Pra quem não sabe: os professores do município e do estado estão em greve desde agosto. Há algumas semanas, o alcaide apresentou algumas propostas e como sinal de boa fé, os da cidade voltaram a trabalhar. Como nada do combinado, foi cumprido, retomaram a greve.

Em nova rodada de negociações, o prefeito voltou à carga e apresentou um modelo de plano de carreira. Eu li a proposta que, em quase todos os aspectos, é indecente e alcança menos de 10% dos profissionais de educação da cidade. Mesmo assim, como sujeito democrático que é, enviou o plano para tramitação na câmara dos vereadores – onde tem maioria absoluta e aprova o que bem entende. Só pra se ter uma idéia, dos 51 vereadores, 41 (de 20 partidos!!!) formam a base de apoio. Os 10 da oposição são 4 do PSOL, 3 do DEM, 2 do PSDB e 1 do PV.

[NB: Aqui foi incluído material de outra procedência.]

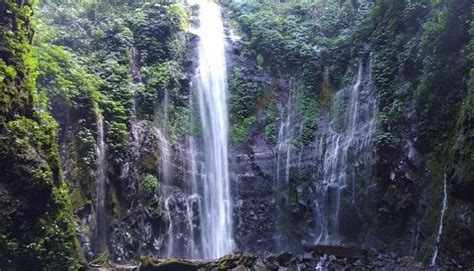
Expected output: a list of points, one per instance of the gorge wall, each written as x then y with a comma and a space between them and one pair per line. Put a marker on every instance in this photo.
350, 122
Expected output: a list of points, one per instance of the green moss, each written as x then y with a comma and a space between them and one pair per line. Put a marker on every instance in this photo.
147, 185
36, 229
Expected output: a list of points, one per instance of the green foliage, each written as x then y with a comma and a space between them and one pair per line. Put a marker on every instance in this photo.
306, 106
244, 96
36, 229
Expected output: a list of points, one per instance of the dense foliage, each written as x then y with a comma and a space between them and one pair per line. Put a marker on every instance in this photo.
36, 228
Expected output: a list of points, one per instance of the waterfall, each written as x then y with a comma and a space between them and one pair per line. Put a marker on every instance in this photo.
101, 227
170, 246
348, 153
216, 220
193, 198
444, 205
283, 158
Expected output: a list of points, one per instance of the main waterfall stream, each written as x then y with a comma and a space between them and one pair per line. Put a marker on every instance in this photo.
216, 220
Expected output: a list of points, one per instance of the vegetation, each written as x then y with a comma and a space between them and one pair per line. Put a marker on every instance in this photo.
36, 228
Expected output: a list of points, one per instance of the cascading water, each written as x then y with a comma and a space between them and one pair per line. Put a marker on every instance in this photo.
170, 246
193, 200
348, 154
444, 205
216, 220
164, 144
101, 179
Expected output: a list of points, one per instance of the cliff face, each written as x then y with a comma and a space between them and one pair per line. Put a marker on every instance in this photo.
382, 186
346, 120
36, 228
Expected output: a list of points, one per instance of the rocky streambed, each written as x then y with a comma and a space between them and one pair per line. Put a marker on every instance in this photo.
316, 257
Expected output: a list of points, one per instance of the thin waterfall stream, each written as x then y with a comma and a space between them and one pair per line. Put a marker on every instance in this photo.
216, 220
348, 152
101, 179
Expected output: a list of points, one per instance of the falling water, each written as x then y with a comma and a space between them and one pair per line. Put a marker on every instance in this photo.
100, 232
216, 220
164, 144
170, 246
348, 152
444, 205
283, 159
193, 196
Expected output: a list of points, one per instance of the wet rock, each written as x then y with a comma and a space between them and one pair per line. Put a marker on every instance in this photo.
284, 258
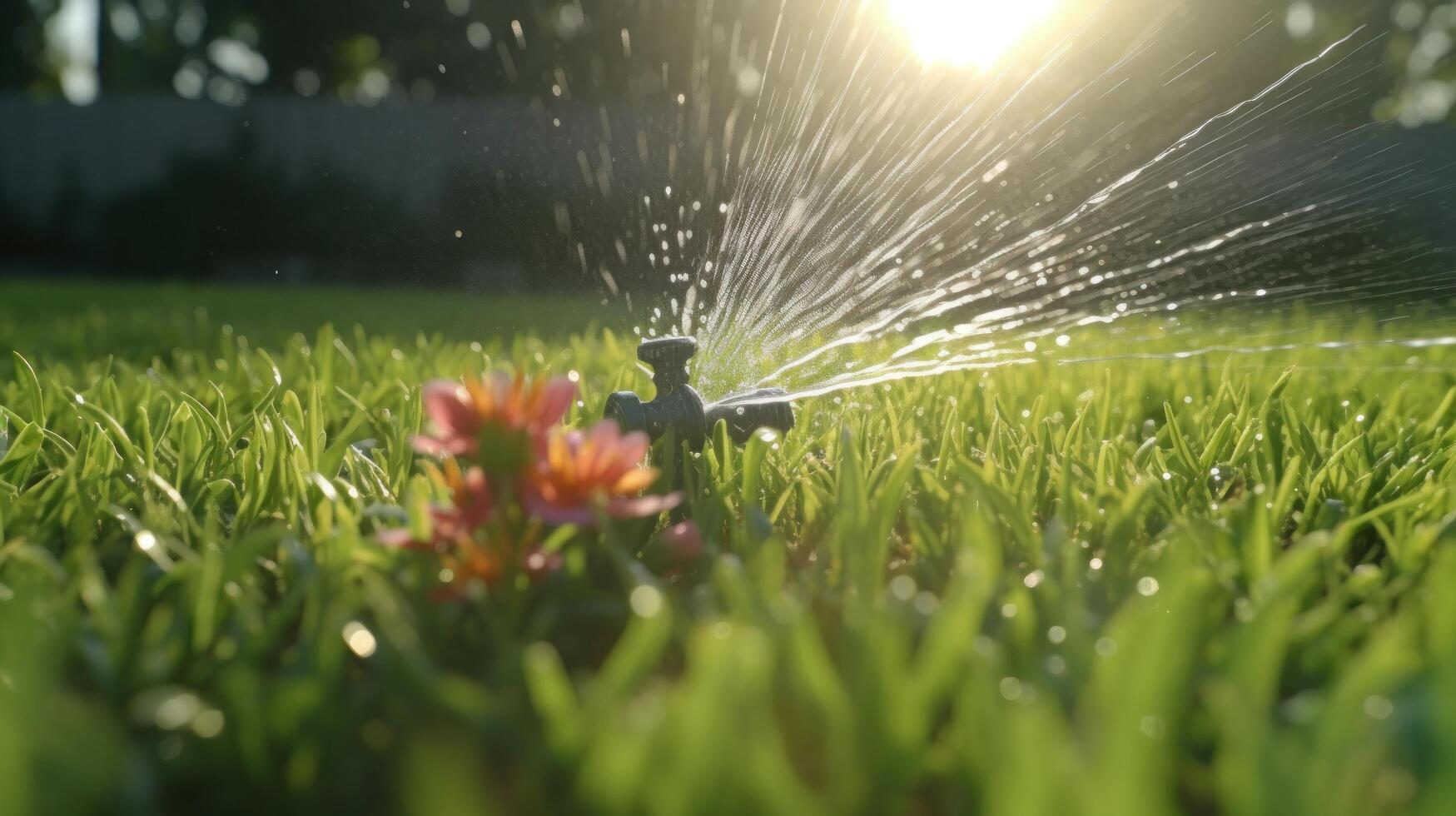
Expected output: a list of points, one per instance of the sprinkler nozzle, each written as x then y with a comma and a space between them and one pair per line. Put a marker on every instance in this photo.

Na pauta, o tal plano recebeu 27 emendas, todas de vereadores da situação. E no meio da semana passada, os professores foram à câmara para tentar negociar com os vereadores. Em meio às discussões, o negócio desandou e o plenário foi ocupado por cerca de 150 dos 200 educadores presentes à sessão. E lá ficaram até sábado à noite, sem quebrar um copo sequer.

Porque apesar de sindicalistas, são professores. E aí está a questão: são professores.

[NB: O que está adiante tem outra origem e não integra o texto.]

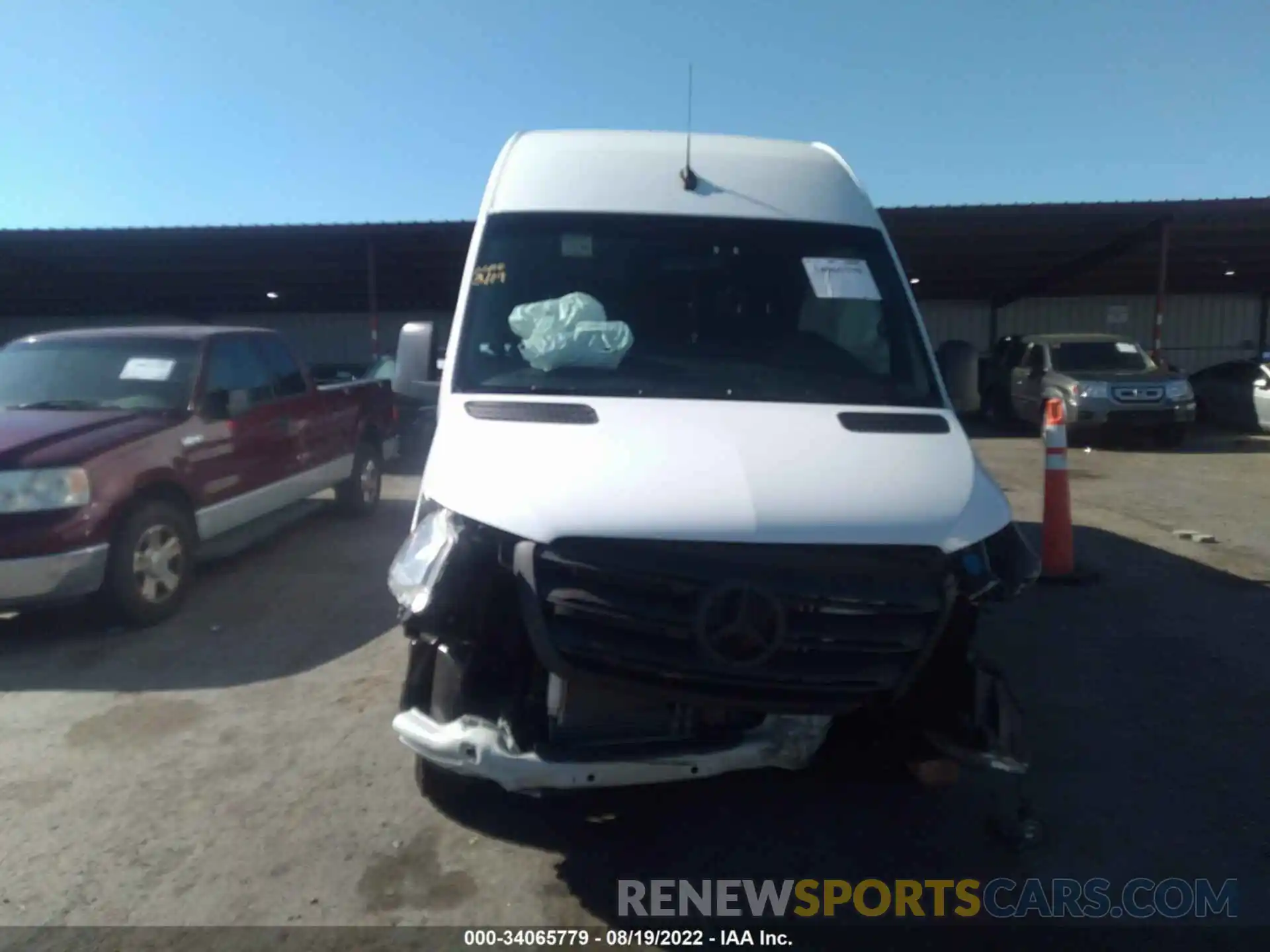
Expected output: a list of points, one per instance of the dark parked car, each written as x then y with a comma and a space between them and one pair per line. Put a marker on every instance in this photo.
1235, 395
124, 450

Talvez isso seja besteira pra você. Mas ainda entendo que o professor cumpre uma função sagrada – em que pese todos os muitos problemas existentes.

Registros

Se procurarem por aí, encontrarão mil vídeos e fotos do que aconteceu no Palácio Pedro Ernesto: sem qualquer ordem formal, sem qualquer anuência do poder judiciário, sem qualquer documento, a PM foi enviada para a câmara pelo governador do estado que, teoricamente, atendia a pedido do presidente da casa – numa ação que foi contra o que o próprio Jorge Felipe disse dias antes.

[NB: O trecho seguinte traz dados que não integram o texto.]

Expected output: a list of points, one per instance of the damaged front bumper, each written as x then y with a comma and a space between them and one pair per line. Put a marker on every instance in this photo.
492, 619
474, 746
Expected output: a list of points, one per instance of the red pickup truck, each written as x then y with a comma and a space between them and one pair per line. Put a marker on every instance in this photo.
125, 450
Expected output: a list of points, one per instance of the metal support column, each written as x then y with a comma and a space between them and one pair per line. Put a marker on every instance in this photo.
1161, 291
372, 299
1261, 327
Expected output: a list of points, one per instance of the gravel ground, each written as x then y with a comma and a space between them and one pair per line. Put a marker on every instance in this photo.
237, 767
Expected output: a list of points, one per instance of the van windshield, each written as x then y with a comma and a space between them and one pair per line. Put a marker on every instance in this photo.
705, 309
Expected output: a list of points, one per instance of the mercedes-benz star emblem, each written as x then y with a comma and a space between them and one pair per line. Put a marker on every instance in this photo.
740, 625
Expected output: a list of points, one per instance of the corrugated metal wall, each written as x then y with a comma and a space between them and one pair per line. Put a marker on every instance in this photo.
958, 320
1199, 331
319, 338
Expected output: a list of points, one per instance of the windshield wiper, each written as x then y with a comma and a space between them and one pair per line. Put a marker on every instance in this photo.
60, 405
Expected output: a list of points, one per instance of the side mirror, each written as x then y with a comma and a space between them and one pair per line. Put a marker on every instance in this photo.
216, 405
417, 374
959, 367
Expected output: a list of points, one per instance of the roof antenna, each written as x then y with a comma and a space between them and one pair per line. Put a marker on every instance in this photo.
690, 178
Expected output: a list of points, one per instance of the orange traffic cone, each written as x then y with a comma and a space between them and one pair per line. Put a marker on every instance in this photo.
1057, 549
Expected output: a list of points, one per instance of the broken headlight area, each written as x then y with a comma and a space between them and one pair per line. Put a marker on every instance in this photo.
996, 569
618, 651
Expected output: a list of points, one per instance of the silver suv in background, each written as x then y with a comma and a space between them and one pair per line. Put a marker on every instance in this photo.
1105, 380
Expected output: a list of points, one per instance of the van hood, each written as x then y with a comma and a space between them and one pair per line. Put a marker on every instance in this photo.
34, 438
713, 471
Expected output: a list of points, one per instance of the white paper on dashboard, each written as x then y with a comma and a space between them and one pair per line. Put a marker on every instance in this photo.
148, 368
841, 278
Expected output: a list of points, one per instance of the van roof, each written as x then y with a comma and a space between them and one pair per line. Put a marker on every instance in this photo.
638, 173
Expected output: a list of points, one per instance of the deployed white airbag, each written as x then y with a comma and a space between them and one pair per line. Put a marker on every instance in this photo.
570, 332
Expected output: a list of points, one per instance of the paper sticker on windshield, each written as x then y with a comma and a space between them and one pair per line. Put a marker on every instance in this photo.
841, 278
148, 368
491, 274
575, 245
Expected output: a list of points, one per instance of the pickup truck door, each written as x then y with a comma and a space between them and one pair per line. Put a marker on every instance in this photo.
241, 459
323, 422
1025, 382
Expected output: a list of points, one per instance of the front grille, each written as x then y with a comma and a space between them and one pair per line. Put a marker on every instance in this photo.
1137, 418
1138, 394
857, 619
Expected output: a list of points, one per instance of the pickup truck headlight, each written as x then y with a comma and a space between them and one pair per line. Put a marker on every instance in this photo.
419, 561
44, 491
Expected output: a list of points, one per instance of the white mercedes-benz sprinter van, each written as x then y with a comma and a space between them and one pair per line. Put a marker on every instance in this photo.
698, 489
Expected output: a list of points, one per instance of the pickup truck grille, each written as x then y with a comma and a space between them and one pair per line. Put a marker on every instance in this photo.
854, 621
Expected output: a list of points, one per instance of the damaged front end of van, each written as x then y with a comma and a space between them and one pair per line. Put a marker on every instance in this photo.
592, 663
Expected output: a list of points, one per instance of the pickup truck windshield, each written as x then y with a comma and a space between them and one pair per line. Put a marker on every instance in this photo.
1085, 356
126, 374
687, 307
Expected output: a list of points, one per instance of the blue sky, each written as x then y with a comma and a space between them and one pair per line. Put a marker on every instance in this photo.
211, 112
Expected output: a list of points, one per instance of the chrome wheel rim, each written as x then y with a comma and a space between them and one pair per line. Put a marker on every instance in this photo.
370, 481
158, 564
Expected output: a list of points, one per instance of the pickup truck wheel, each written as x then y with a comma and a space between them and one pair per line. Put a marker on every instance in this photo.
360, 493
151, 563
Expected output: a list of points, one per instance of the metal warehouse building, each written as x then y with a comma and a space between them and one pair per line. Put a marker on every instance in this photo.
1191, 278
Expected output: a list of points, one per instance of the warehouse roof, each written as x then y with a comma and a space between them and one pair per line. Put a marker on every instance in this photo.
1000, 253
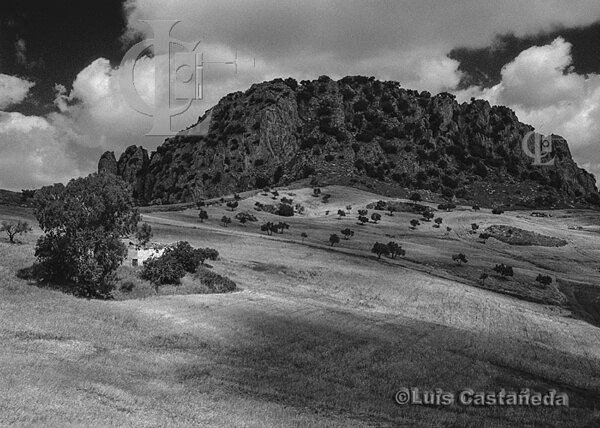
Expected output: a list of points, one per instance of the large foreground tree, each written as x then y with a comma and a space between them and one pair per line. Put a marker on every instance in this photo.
84, 222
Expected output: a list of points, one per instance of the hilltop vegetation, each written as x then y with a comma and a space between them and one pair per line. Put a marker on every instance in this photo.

O pau comeu na casa de Noca. Apesar da polícia afirmar que a ação não foi truculenta, 20 foram parar no hospital e até vereadores foram agredidos pelos policiais (foi registrada a frase “vereador também apanha”). Um dos professores, cardíaco, desmaiou. E caído no chão, foi chutado por policiais. E esse é só um exemplo.

Não, eu não sou a favor da ocupação e acampamento na câmara ou coisas do tipo. Mas há o jeito certo e o jeito errado de se resolver os problemas.

O nosso governador, abraçado ao prefeito e ao presidente da câmara, escolheu o errado. E nem preciso falar a respeito dos policiais, especialmente seu comando, que podem (e devem) se recusar a cumprir uma ordem ilegal, e não fizeram isso.

Indignação

Outra coisa curiosa, ainda que triste, pode ser vista nas redes sociais. Alguns discursos e imagens fazendo referência à “indignação da sociedade”. Infelizmente, uma baita duma mentira.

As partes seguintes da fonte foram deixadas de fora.